Nothing else is using port 443 on my machine either. The command below returns nothing. sudo netstat -lntup | grep 443
Can this be done with ngircd?
Thanks
Ports below 1024 are usually reserved and require super user privileges to be allocated. Check out authbind to give your ngircd process authorisation to listen on port 443. I know of no other limitations so that should be it!
authbind should be in your package manager by that name in any common Linux-based operating system.
// jwalck
On Thu, Jun 06, 2013 at 02:05:40PM -0400, Xenophod wrote:
How can I get ngircd to listen on port 443? I don't need SSL, I just need a port that won't ever be blocked by ISPs/Wifi-hotspots/work networks
I tried adding 443 to the listening ports, but I get a Permission denied message.
You can't.
ngIRCd drops root privileges when starting up and before binding any ports. But root privileges are required to use ports <1024. Therefore this isn't possible, you must use port(s) >=1024.
And no: it isn't an option to drop privileges after binding the port(s), because then reloading the confiuration on runtime would fail anyway ...
Regards Alex
On Fri, Jun 07, 2013 at 11:22:57AM +0200, Alexander Barton wrote:
On Thu, Jun 06, 2013 at 02:05:40PM -0400, Xenophod wrote:
How can I get ngircd to listen on port 443? I don't need SSL, I just need a port that won't ever be blocked by ISPs/Wifi-hotspots/work networks
I tried adding 443 to the listening ports, but I get a Permission denied message.
You can't.
ngIRCd drops root privileges when starting up and before binding any ports. But root privileges are required to use ports <1024. Therefore this isn't possible, you must use port(s) >=1024.
A work-around might be to use stunnel https://www.stunnel.org/index.htm (plus, if needed a suitable IPTables &c ruleset).
On 06/06/2013 02:05 PM, Xenophod wrote:
I tried adding 443 to the listening ports, but I get a Permission denied message.
Everything everyone already said about low ports being reserved is true. On a Linux host, you can use the capabilities system to give a program permission to listen on these lower ports, without giving them full root access. The command will look something like:
|# setcap "cap_net_bind_service=+ep" /usr/local/sbin/ngircd|
See the setcap man page for details. After you do this, you'll be able to start your daemon on reserved ports.
Hope this helps,
Thank you everyone. I have lots of ideas on how to allow ngircd (or any other application) to listen on port 443.
I went with using setcap to allow ngircd access to ports below 1024 and it works. Thanks!
I keep forgetting about the power of iptables as well. I'll jot that down in my notebook for future reference.

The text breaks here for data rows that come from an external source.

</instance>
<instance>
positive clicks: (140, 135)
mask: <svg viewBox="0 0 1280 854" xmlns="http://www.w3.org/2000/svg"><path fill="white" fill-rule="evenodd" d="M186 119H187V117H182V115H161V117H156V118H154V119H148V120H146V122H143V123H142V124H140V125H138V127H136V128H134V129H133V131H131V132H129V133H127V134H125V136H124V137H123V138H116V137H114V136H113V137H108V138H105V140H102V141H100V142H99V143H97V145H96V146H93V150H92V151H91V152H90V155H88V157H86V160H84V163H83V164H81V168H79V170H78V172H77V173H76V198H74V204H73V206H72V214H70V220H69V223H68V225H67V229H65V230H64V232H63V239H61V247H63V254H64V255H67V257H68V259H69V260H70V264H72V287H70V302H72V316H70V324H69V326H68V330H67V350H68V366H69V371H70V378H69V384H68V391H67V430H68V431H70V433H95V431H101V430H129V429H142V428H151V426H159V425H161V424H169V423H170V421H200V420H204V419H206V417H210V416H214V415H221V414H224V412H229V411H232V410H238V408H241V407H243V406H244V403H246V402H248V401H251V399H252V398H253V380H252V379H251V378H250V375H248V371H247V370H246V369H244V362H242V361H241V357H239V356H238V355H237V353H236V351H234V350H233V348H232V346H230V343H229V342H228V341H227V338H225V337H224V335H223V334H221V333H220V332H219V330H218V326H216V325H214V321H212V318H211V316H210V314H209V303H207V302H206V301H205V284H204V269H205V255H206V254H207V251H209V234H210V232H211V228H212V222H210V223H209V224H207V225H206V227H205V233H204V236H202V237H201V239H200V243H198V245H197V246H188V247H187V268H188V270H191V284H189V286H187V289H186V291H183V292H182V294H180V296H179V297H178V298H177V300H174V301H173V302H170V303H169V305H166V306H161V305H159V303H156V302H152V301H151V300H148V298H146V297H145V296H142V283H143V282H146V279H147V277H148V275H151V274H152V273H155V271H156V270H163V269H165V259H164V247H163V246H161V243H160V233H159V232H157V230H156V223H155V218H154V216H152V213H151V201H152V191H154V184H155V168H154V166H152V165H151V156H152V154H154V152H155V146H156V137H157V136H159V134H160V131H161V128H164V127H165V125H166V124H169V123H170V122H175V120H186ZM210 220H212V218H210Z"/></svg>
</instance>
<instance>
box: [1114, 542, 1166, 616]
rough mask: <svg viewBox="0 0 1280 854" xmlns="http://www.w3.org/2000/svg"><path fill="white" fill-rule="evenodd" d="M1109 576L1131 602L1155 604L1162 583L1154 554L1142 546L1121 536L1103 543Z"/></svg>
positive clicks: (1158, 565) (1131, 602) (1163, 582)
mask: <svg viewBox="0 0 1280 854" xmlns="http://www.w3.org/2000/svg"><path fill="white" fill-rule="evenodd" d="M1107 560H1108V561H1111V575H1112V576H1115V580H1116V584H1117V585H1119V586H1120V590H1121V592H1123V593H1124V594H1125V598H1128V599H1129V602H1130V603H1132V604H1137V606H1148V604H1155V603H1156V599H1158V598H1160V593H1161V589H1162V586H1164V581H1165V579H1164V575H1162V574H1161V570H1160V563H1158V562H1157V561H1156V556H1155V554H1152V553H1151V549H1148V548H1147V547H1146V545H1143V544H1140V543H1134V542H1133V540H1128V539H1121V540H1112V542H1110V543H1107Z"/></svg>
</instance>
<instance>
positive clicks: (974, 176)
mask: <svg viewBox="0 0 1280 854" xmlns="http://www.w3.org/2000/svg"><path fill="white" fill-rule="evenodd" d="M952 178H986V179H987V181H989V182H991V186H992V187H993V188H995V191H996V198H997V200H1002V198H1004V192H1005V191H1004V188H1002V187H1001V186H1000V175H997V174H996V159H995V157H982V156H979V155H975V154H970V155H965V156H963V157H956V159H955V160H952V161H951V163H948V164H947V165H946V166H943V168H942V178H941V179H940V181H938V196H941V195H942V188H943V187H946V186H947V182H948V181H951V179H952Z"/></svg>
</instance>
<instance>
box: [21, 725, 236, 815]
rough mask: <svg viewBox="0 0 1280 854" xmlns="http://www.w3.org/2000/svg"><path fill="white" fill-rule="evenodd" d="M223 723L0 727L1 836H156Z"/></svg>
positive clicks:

On Fri, Jun 7, 2013 at 9:41 AM, Brett Smith brett@w3.org wrote:
On 06/06/2013 02:05 PM, Xenophod wrote:
I tried adding 443 to the listening ports, but I get a Permission denied message.
Everything everyone already said about low ports being reserved is true. On a Linux host, you can use the capabilities system to give a program permission to listen on these lower ports, without giving them full root access. The command will look something like:
# setcap "cap_net_bind_service=+ep" /usr/local/sbin/ngircd
See the setcap man page for details. After you do this, you'll be able to start your daemon on reserved ports.